Treatment of Heart Failure With Preserved Ejection Fraction: An Unmet Need
In 2016, treatment of heart failure with preserved ejection fraction (HFpEF) remains a critical unmet need. A recent guideline publication (1) stated: “No treatment has yet been shown, convincingly, to reduce morbidity or mortality in patients with HFpEF.” This fact stands in stark contrast to the disease burden borne by HFpEF patients (2): It is estimated that > 50% of all HF patients have HFpEF; 5 year mortality is > 60%; 6 month re-hospitalization rate for decompensated HFpEF > 50%; many patients have profound disability, often comparable to patients with reduced EF (HFrEF) who are candidates for transplantation. A recent opinion paper by Shah et al (3) discussed phenotypic diversity in the HFpEF population and proposed an approach to treatment based on specific aspects of pathophysiology present in individual patients. The accompanying paper by Methawasin et al (4), with its focus on titin, is an example of how such an approach might ultimately work.

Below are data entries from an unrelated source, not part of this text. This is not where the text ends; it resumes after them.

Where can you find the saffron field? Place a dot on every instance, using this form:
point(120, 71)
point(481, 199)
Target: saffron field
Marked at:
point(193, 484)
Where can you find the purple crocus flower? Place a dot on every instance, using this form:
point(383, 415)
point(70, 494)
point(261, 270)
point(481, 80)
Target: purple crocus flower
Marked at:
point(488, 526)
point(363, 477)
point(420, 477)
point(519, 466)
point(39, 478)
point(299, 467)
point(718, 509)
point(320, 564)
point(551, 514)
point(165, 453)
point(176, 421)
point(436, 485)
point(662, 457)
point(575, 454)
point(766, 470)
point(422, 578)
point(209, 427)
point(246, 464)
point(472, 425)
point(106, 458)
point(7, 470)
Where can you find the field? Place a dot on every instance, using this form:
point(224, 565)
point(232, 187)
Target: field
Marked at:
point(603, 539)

Seven large randomized clinical trials of pharmacologic approaches have failed to demonstrate a reduction in morbidity and mortality (1,2). Why? Were the studies designed or conducted poorly? Did they include the wrong group(s) of patients? Did they test the wrong endpoints? It is certainly possible that each of these factors contributed to the neutral results. However, lack of demonstrated efficacy may be based on the possibility that the underlying mechanisms specific to the syndrome of HFpEF were not the target of the treatments tested and/or the treatment targets were too narrow. In large part, treatment for HFrEF targets left ventricular remodeling characterized by increased chamber volume and marked neurohumoral activation (1). As shown in Table 1, these are either not present or present to a lesser degree in HFpEF. Therefore, the development of a successful approach to HFpEF management may require targeting multiple underlying mechanisms responsible for its development, including abnormalities of myocardial function as well as a variety of non-myocardial alterations reported in these patients, e.g., insulin resistance, obesity, systemic inflammation/oxidative stress and chronic kidney disease.
Table 1.
Differences that distinguish HFpEF from HFrEF
| HFpEF | HFrEF | |
|---|---|---|
| Left Ventricular (LV) Structure and Function | ||
| End Diastolic Volume (EDV) | ↔ | ↑ |
| End Systolic Volume (ESV) | ↔ | ↑ |
| Wall Thickness | ↑ | ↔ |
| LV Mass | ↑ | ↑ |
| Mass / EDV ratio | ↑ | ↓ |
| Remodeling | Concentric | Eccentric |
| Ejection Fraction (at rest) | ↔ | ↓ |
| Stroke Work (at rest) | ↔ | ↓ |
| End Systolic Elastance | ↔ | ↓ |
| Vascular Stiffness | ↑ | ↓ |
| End Diastolic Stiffness | ↑ | ↓ |
| Myocardial Ultrastructure | ||
| Cardiomyocyte Length | ↔ | ↑ |
| Cardiomyocyte Diameter | ↑ | ↔ |
| Remodeling | Concentric | Eccentric |
| Myocardial Fibrosis | Diffuse | Patchy, Focal |
| Effect on HF hospitalization and CV Death | ||
| B-blockers | No Effect | Improved |
| Angiotensin Converting Enzyme Inhibitor (ACE-I) | No Effect | Improved |
| Angiotensin Receptor Blocker (ARB) | No Effect | Improved |
| Digitalis | No Effect | Improved |
| Hydralazine / Nitrates | No Effect | Improved |
| Mineralocorticoid Receptor blocker (MRA) | No Effect | Improved |
| PDE-5 Inhibitor | No Effect | Not Studied |
With respect to the myocardium, a number of molecular and cellular mechanisms have been defined in patients that individually and collectively contribute to the underlying pathophysiology of HFpEF. These include alterations in sodium-calcium handling (5) and acto-myosin dynamics (6), energy requiring processes which largely determine the extent and rate of relaxation, and collagen content and cross-linking and titin, which largely determine passive stiffness (7–9). Granzier, Zile, LeWinter, Paulus and collaborators (8,9) have reported changes in titin phosphorylation in human HFpEF that contribute to increased cardiomyocyte and myocardial passive stiffness (Figure 1). Moreover, reversal of these changes improves resting cardiomyocyte tension in vitro (9). Thus, titin represents a novel and attractive target for treatment of HFpEF. For readers not familiar with titin, understanding the ground-breaking work of Methawasin and co-workers (4) requires a brief introduction to this important protein.
Fig 1.
Mechanisms of increased passive myocardial stiffness in patients in with HFpEF (see text).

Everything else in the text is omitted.